La Storia

La Storia:

Isabella vive in Toscana da più di trent’anni, ma è originaria di Genova e da lì ha portato la tradizione dello sciroppo di rose: non se ne conosce con certezza l’origine, ma potrebbe essere nata grazie ai commerci che la Repubblica Marinara intratteneva con il Medio Oriente, dove lo sciroppo di rose era ed è tutt’ora utilizzato.

Spesso in Liguria chi ha un piccolo orto o un giardino coltiva le rose per farlo in casa e ciascuno è convinto di avere l’unica vera “rosa da sciroppo”. Anche lei ha trovato accanto alla sua casa toscana quella che considera la “sua” rosa da sciroppo.

Da bambina, Isabella beveva lo sciroppo che le preparava la nonna, con le rose del terrazzo dove abitava. La nuova vita toscana le aveva fatto dimenticare quel profumo fino a quando, in un mattino di maggio, mentre accompagnava i figli a scuola, ha sentito nell’aria lo stesso profumo. ​

Ha iniziato così coltivare nell’orto quelle rose profumate e a tentare esperimenti casalinghi, ricreando la ricetta sulla base di un ricordo: il gusto e il profumo dello sciroppo della nonna.

C’è riuscita grazie all’incoraggiamento dei familiari e degli amici, entusiasti assaggiatori che sostenevano “moralmente” i tentativi necessari a mettere a punto la ricetta.

L’attività è iniziata nel 2000, con la sistemazione del laboratorio di produzione in una stanza al pianterreno della casa.

Negli anni le vendite di sciroppo sono piano piano cresciute tanto da far sperimentare nuove ricette (gelatina di rose, marmellata di mele e rose, di sole rose con varie formulazioni) fino al raggiungimento di un nuovo prodotto, le “Rose in conserva”.

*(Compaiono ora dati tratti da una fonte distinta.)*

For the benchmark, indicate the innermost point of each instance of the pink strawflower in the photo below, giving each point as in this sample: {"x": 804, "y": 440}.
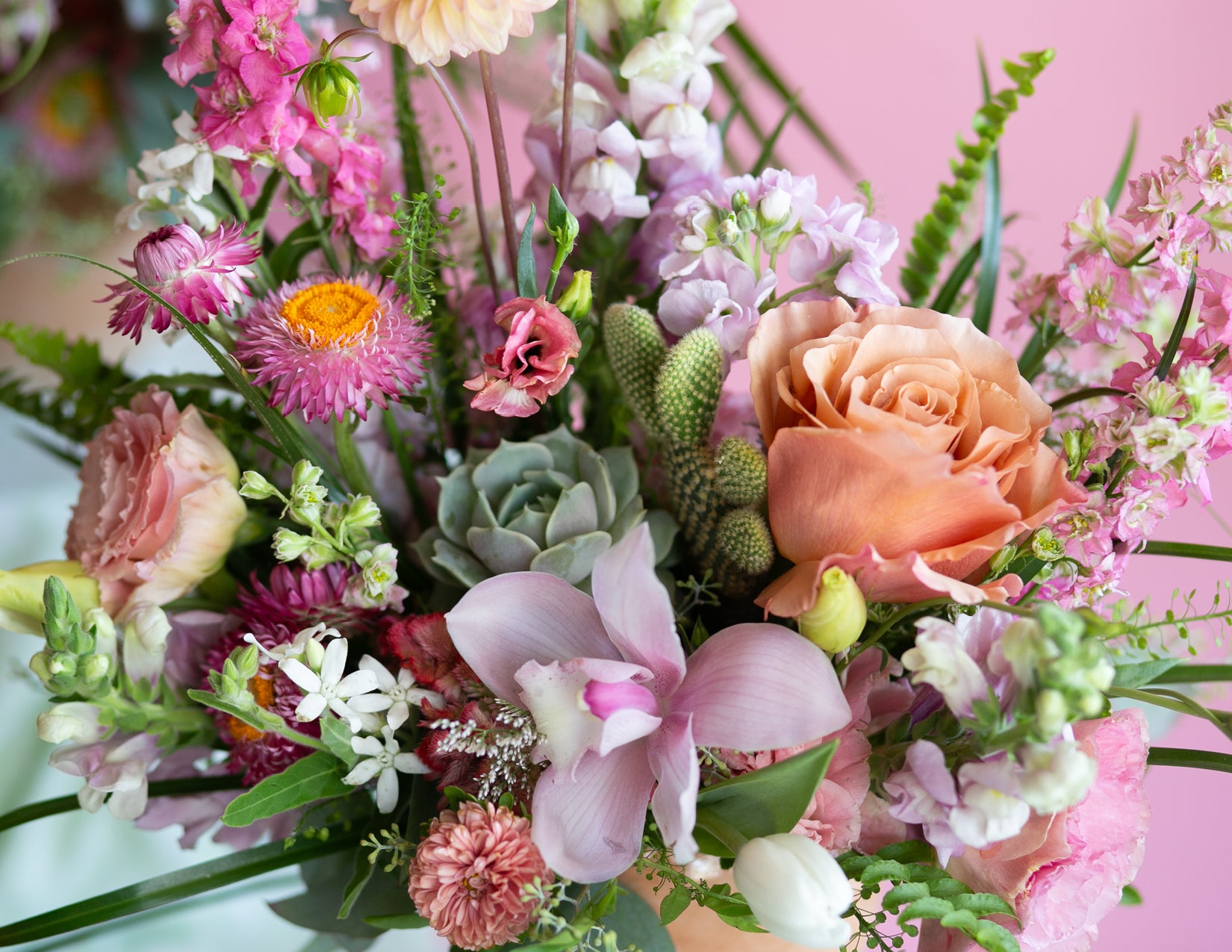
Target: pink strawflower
{"x": 201, "y": 276}
{"x": 531, "y": 365}
{"x": 329, "y": 346}
{"x": 470, "y": 871}
{"x": 620, "y": 709}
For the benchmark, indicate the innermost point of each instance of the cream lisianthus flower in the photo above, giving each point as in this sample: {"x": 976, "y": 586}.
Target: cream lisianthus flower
{"x": 434, "y": 30}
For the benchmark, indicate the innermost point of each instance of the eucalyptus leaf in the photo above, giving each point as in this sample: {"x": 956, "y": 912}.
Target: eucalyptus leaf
{"x": 309, "y": 779}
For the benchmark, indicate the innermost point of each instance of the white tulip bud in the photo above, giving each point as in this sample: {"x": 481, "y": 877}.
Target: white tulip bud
{"x": 796, "y": 889}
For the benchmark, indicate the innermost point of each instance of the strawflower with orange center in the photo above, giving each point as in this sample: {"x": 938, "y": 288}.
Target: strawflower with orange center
{"x": 327, "y": 346}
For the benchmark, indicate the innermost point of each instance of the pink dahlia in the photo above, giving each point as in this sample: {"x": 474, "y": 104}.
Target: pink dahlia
{"x": 296, "y": 599}
{"x": 200, "y": 275}
{"x": 255, "y": 754}
{"x": 327, "y": 346}
{"x": 468, "y": 874}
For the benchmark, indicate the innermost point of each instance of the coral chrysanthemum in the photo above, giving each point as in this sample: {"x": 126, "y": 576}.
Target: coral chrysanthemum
{"x": 432, "y": 30}
{"x": 328, "y": 346}
{"x": 468, "y": 874}
{"x": 200, "y": 275}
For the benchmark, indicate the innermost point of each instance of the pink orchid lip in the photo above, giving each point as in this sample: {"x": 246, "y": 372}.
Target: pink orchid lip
{"x": 605, "y": 700}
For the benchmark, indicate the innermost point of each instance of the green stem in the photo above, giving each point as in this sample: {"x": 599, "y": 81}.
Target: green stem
{"x": 184, "y": 787}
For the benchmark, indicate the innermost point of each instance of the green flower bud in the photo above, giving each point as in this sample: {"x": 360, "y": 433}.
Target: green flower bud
{"x": 576, "y": 299}
{"x": 838, "y": 616}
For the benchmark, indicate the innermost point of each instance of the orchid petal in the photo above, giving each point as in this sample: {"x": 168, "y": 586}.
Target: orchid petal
{"x": 760, "y": 688}
{"x": 589, "y": 829}
{"x": 674, "y": 762}
{"x": 520, "y": 616}
{"x": 637, "y": 611}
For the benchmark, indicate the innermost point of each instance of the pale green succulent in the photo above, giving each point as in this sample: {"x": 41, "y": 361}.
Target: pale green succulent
{"x": 553, "y": 505}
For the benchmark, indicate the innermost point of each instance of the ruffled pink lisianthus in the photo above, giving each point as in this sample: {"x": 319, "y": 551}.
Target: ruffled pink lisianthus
{"x": 158, "y": 509}
{"x": 468, "y": 874}
{"x": 201, "y": 276}
{"x": 531, "y": 365}
{"x": 329, "y": 346}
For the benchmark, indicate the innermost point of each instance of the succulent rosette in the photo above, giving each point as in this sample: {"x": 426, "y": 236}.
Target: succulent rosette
{"x": 553, "y": 504}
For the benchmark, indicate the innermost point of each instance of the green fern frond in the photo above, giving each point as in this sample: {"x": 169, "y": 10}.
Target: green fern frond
{"x": 930, "y": 242}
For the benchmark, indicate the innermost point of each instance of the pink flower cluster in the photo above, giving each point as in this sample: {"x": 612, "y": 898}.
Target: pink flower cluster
{"x": 254, "y": 49}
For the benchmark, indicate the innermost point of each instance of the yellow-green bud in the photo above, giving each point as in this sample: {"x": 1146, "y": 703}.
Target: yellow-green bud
{"x": 576, "y": 299}
{"x": 21, "y": 594}
{"x": 838, "y": 616}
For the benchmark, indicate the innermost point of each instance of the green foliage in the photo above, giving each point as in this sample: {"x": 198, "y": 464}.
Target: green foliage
{"x": 759, "y": 803}
{"x": 934, "y": 233}
{"x": 919, "y": 889}
{"x": 309, "y": 779}
{"x": 83, "y": 399}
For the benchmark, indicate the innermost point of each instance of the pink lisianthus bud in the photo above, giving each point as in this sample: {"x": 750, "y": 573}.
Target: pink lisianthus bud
{"x": 200, "y": 276}
{"x": 531, "y": 365}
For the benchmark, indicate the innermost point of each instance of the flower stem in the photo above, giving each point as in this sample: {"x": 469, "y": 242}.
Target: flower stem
{"x": 570, "y": 62}
{"x": 502, "y": 155}
{"x": 477, "y": 189}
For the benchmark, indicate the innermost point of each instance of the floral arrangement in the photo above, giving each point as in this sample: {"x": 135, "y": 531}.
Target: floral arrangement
{"x": 644, "y": 531}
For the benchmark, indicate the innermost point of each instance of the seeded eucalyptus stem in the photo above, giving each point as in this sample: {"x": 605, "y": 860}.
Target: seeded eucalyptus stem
{"x": 502, "y": 155}
{"x": 570, "y": 63}
{"x": 476, "y": 186}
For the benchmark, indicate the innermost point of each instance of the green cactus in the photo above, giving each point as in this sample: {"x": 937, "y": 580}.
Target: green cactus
{"x": 741, "y": 474}
{"x": 636, "y": 350}
{"x": 553, "y": 505}
{"x": 690, "y": 381}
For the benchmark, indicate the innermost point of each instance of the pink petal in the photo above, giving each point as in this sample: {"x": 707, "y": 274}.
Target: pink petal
{"x": 591, "y": 829}
{"x": 674, "y": 762}
{"x": 760, "y": 688}
{"x": 523, "y": 616}
{"x": 637, "y": 611}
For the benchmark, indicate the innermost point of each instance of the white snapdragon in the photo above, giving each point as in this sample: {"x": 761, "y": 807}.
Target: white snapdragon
{"x": 393, "y": 695}
{"x": 795, "y": 889}
{"x": 329, "y": 688}
{"x": 383, "y": 762}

I figli Arturo e Federico l’hanno aiutata a seconda degli impegni scolastici e tutt’ora, ormai adulti e quando possono, arrivano a maggio per aiutare. Anche gli amici vengono a lavorare o anche solo a dare una mano per respirare un po’ di profumo: le due Chiare, Jacopo, Marco, Marta, Riccardo, Letizia, Daniela, Alessandra, Noemi, Federica e molti altri in tutti questi anni. E i wwoofers dall’Italia e dal mondo: Stati Uniti, Scozia, Germania, Taiwan, Ungheria, Portogallo.